Michelle tidak berganti sarung ke celana karena celananya sudah agak kotor. Dia turun ke lantai dua untuk bergabung bersama keluarga Hazel. Meski enggan karena akan semeja dengan kedua orang tua Hazel yang dia pikir tidak akan pulang malam ini karena Mamanya tadi menyuruh Michelle ke rumah Hazel untuk menemani perempuan itu. Michelle langsung ke sini setelah membereskan pekerjaan beratnya.

"Nak Michelle, ayo duduk sini! Tante sudah masakin rendang, sop ayam. Ayo di makan."

"Makasih Tante, maaf ngerepotin."

Hazel melirik sebentar kepada Michelle, lelaki itu bisa sopan juga kepada Mamanya.

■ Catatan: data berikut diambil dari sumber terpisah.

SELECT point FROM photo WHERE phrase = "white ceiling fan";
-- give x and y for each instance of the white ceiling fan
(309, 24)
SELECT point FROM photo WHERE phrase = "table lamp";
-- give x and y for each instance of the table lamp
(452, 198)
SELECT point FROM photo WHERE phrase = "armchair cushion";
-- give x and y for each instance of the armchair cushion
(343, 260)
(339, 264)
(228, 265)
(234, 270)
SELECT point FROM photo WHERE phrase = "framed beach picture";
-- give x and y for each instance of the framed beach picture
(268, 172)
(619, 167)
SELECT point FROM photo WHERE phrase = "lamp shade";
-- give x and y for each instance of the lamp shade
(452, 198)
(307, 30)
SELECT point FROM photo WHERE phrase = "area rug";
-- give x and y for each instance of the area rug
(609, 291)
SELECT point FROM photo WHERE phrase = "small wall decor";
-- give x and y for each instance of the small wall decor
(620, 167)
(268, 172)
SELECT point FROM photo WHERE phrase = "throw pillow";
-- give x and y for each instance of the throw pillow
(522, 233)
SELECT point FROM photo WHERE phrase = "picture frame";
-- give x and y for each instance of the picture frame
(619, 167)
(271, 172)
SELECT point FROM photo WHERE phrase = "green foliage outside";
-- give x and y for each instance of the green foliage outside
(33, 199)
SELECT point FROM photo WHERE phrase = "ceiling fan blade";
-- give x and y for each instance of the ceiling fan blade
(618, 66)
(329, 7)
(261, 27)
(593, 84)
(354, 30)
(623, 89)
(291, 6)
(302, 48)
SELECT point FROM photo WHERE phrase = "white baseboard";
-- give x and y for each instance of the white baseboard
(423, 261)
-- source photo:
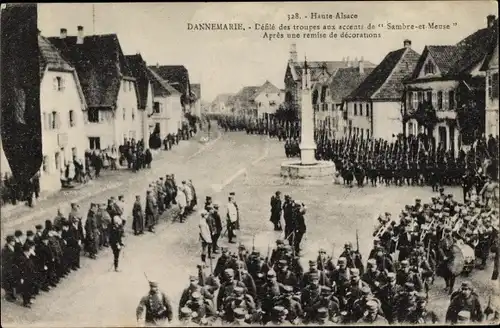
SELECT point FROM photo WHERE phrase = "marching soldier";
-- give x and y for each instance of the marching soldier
(155, 307)
(465, 300)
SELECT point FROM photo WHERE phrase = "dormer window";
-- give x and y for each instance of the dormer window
(429, 68)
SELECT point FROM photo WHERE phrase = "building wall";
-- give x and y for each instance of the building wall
(62, 137)
(268, 103)
(492, 116)
(127, 120)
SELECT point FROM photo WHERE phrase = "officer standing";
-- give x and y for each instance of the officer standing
(155, 307)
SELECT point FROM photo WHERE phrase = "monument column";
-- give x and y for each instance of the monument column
(307, 144)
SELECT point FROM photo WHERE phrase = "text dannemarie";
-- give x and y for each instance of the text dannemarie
(215, 27)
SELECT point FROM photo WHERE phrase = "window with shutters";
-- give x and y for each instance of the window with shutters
(93, 115)
(53, 121)
(451, 99)
(72, 121)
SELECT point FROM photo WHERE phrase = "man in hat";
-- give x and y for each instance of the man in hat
(92, 231)
(27, 272)
(205, 236)
(419, 314)
(372, 315)
(276, 208)
(155, 307)
(388, 296)
(445, 252)
(137, 217)
(465, 300)
(9, 268)
(227, 288)
(203, 308)
(115, 239)
(193, 287)
(232, 217)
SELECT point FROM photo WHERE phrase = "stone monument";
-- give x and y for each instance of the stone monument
(307, 167)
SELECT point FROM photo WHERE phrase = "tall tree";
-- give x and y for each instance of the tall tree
(20, 92)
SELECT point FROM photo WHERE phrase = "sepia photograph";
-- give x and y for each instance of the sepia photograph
(249, 164)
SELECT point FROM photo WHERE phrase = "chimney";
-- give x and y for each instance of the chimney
(489, 20)
(79, 37)
(361, 66)
(293, 53)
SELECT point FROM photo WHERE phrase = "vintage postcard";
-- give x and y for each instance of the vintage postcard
(263, 164)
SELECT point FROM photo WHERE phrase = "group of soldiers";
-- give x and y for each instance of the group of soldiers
(39, 260)
(247, 287)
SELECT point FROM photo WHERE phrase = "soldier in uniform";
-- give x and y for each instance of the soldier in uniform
(372, 316)
(465, 300)
(276, 208)
(388, 296)
(9, 274)
(419, 313)
(137, 217)
(156, 305)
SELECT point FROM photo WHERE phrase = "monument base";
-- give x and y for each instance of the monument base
(319, 170)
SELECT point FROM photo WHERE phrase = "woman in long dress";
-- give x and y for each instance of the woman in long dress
(182, 202)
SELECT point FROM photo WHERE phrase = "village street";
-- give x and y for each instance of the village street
(97, 296)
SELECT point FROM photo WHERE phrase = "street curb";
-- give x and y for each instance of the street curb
(6, 224)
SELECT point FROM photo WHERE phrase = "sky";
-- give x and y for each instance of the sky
(225, 61)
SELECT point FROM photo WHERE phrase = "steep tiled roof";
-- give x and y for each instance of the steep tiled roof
(474, 48)
(100, 65)
(385, 81)
(139, 71)
(196, 90)
(161, 88)
(345, 81)
(176, 75)
(50, 57)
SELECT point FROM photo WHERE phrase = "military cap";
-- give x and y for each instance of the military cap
(186, 312)
(366, 290)
(466, 284)
(322, 313)
(239, 313)
(372, 305)
(463, 315)
(410, 286)
(421, 297)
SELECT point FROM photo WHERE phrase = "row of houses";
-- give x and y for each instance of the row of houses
(448, 91)
(250, 101)
(93, 96)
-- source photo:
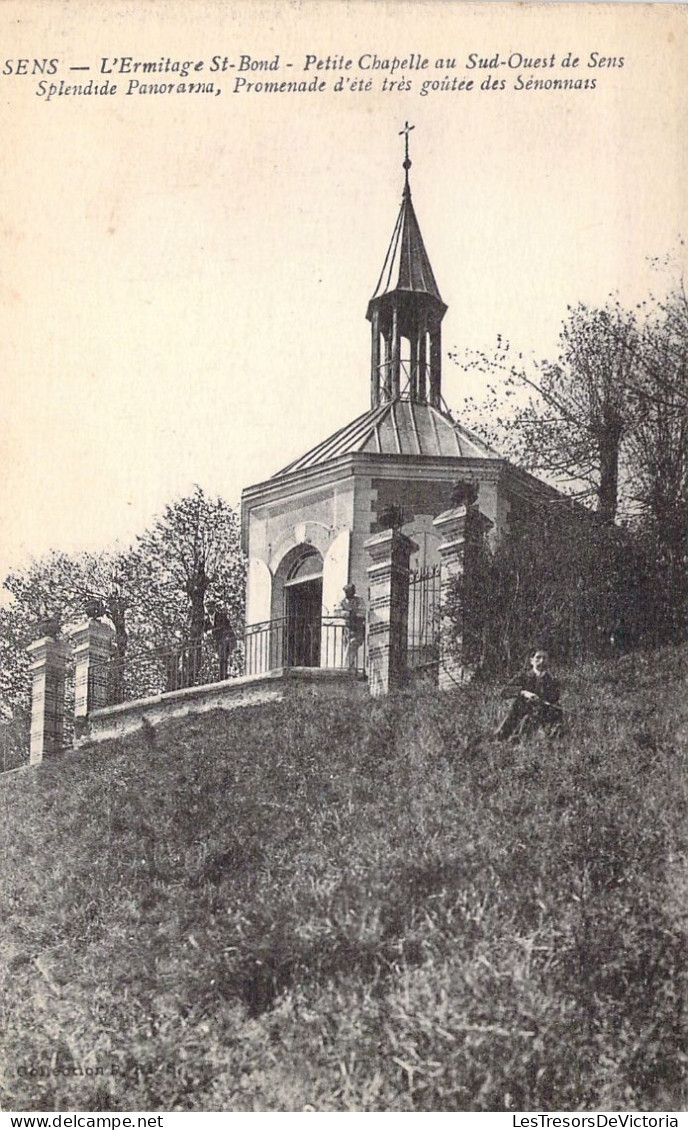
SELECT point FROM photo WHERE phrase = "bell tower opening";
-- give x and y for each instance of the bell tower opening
(406, 314)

"Enggak kok Tante malah merasa nggak enak sudah nelpon mamamu tadi suruh kamu ke sini eh kami nggak jadi keluar kota. Maaf ya!"

"Enggak apa-apa kok, Tan, jadi bisa makan gratis, kan?"

"Lha, bisa canda juga?" gumam Hazel merasa Michelle hanya berpura-pura bersikap manis saja di depan orang tuanya. Padahal di kamar tadi lelaki itu terlihat menyeramkan.

"Makan yang banyak ya, biar kamu kuat bisa jagain Hazel."

"Iya, Tante. Michelle bakal jagain Hazel biar nggak terluka lagi."

"Alah dirinya saja luka gitu," gumam Hazel lagi hanya bisa didengar oleh Michelle yang duduk di sebelahnya.